С мужем Татьяна рассталась рано, когда Андрей ещё в школу не ходил. Была она тоненькой, златокудрой, эффектной. Проблем с поклонниками не возника­ло, и текла себе жизнь в удовольствии молодости, в ко­торой обязательно будет завтра – благополучное, устроенное, надёжное. А завтра всё никак не наступа­ло. Поклонники появлялись и исчезали, а сын подрас­тал и всё больше и больше доставлял хлопот. Не хотел учиться, за неделю до выпускного вечера её вызвали в школу и пригрозили, что аттестат Андрею не дадут: четыре двойки, пусть пересдаёт осенью. А она уже купила себе путёвку в морской круиз и договорилась с мамой, которая жила в Калужской области, что Анд­рей побудет пока у неё.

Планы рушились, а так не хотелось... И она уладила проблему старым, испытанным способом – коньяк, конфеты, французские духи... Все мы люди, учителя тоже. Она рассказывала нам потом, что очень потратилась, но это лучше, чем все лето тор­чать в Москве, нанимать Андрею репетиторов.

Он, конечно же, никуда не поступил. Таня устрои­ла его в нашу редакцию курьером. Один раз я видела, как она хлестала его по щекам, застав на лестнице с сигаретой. Через неделю он уже свободно покури­вал в её присутствии. Личная жизнь не налаживалась. Татьяна следила за собой, посещала косметические кабинеты, ходила в бассейн, справляла наряды. А Андрей требовал своё. Она устроила его в кафе груз­чиком, хоть сыт будет, но он и там не прижился – тя­жело.
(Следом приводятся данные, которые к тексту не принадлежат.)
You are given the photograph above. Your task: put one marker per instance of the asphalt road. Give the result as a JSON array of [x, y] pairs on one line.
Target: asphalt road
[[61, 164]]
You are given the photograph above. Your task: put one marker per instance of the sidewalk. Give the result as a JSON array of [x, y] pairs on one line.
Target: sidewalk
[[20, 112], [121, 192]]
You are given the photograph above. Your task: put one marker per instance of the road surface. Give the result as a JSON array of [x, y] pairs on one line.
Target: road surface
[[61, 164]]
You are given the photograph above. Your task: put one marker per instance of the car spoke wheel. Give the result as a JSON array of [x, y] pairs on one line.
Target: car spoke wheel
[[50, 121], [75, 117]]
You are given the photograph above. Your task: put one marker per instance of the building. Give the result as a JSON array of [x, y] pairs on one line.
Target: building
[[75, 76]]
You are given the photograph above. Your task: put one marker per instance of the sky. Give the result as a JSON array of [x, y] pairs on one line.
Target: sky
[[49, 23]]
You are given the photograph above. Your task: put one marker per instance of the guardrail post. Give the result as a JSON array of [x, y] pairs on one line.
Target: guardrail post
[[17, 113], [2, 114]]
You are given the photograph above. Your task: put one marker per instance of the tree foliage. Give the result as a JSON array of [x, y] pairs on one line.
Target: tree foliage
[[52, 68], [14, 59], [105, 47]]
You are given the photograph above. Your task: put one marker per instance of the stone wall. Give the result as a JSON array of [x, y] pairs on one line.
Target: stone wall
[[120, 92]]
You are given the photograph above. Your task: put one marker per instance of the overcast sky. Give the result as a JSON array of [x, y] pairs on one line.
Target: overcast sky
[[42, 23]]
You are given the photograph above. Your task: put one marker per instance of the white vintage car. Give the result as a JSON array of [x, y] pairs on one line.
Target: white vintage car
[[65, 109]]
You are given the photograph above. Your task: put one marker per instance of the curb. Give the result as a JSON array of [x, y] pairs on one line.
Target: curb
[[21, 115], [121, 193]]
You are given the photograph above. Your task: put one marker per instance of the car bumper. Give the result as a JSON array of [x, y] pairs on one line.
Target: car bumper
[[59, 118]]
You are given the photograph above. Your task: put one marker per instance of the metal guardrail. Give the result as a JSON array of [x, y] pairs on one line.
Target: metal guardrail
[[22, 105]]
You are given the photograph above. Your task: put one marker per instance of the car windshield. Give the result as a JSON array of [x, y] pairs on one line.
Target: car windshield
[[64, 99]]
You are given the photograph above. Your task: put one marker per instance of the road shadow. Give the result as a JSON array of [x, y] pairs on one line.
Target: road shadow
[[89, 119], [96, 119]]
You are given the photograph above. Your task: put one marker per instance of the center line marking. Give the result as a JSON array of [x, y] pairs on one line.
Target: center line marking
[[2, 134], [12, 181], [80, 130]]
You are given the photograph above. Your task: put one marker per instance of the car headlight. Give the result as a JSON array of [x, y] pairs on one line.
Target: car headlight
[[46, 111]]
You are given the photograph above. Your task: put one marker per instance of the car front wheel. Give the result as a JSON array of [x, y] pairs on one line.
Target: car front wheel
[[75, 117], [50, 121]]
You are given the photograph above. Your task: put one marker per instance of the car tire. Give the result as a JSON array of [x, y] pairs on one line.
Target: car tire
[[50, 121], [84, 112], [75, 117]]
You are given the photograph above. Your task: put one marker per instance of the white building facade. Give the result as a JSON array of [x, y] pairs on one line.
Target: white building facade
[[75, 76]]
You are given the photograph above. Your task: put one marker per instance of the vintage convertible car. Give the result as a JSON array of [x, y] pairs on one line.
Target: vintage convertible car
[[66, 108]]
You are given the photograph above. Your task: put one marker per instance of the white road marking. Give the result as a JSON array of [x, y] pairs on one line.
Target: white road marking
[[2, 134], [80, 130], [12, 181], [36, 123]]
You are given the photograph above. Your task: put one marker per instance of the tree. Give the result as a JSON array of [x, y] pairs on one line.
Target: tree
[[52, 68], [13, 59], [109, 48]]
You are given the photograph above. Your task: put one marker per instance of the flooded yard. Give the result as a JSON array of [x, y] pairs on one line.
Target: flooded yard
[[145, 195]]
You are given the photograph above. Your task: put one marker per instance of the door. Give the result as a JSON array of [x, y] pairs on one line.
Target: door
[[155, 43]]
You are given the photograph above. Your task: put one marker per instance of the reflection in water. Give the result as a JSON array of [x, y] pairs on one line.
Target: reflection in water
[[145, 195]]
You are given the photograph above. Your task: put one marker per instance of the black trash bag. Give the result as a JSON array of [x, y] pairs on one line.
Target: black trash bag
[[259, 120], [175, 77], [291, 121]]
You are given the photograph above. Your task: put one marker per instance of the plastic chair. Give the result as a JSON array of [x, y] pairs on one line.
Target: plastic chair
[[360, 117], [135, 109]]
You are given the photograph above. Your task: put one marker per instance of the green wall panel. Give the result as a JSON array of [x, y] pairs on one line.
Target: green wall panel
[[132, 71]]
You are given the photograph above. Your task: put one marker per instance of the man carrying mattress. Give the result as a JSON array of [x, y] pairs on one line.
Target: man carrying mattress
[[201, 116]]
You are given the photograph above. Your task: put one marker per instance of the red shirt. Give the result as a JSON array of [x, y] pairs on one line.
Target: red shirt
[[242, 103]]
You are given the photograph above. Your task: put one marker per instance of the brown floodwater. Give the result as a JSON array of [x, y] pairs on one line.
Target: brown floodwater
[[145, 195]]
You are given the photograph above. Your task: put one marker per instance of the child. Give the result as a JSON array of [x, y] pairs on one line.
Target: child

Сколько помню, Татьяна всегда говорила про сына с раздражением, он мешал, создавал проблемы, омрачал жизнь. Личную судьбу так и не устроила, а сына упустила. Без внимания, контроля и строгости он быстро начал набирать традиционные обороты вниз: стал выпивать, два раза попал в милицию.

Всё это я знала из её рассказов по телефону и толь­ко сегодня, после встречи с ней, поняла, как это серь­ёзно: Андрей пропадал. Пропадала и Таня.

«Только не говори мне — молись. Пробовала, не по­могает...» «Упражнения с поклонами» перед самой большой храмовой иконой пользы не принесли, а на большой молитвенный подвиг не было ни времени, ни желания, ни веры. И привычки тоже не было, откуда ей взяться, привычке в нашей биографии, а значит, и в нашем характере? Не привыкли. Не знали никогда, и слыхом не слыхивали, что есть даже икона такая, которая так и называется – «Воспитание». И акафист этой иконе, в котором что ни строка, то наше заветное и желанное: «Воспитай чад моих имеющими разум на доброе и не имеющими на грех», «Воспитай чад моих противу козней диавольских», «Воспитай чад моих любящими добро и всякую добродетель». Икона эта очень редкая. На ней изображены Богоматерь и Пред­вечный Младенец, сидящий на Её левой руке. Правую руку Он простёр вверх к лику Пречистой Девы. Взор Богородицы кроток и задумчив, в нём печаль материн­ского сердца и готовность понести ради Сына любые испытания.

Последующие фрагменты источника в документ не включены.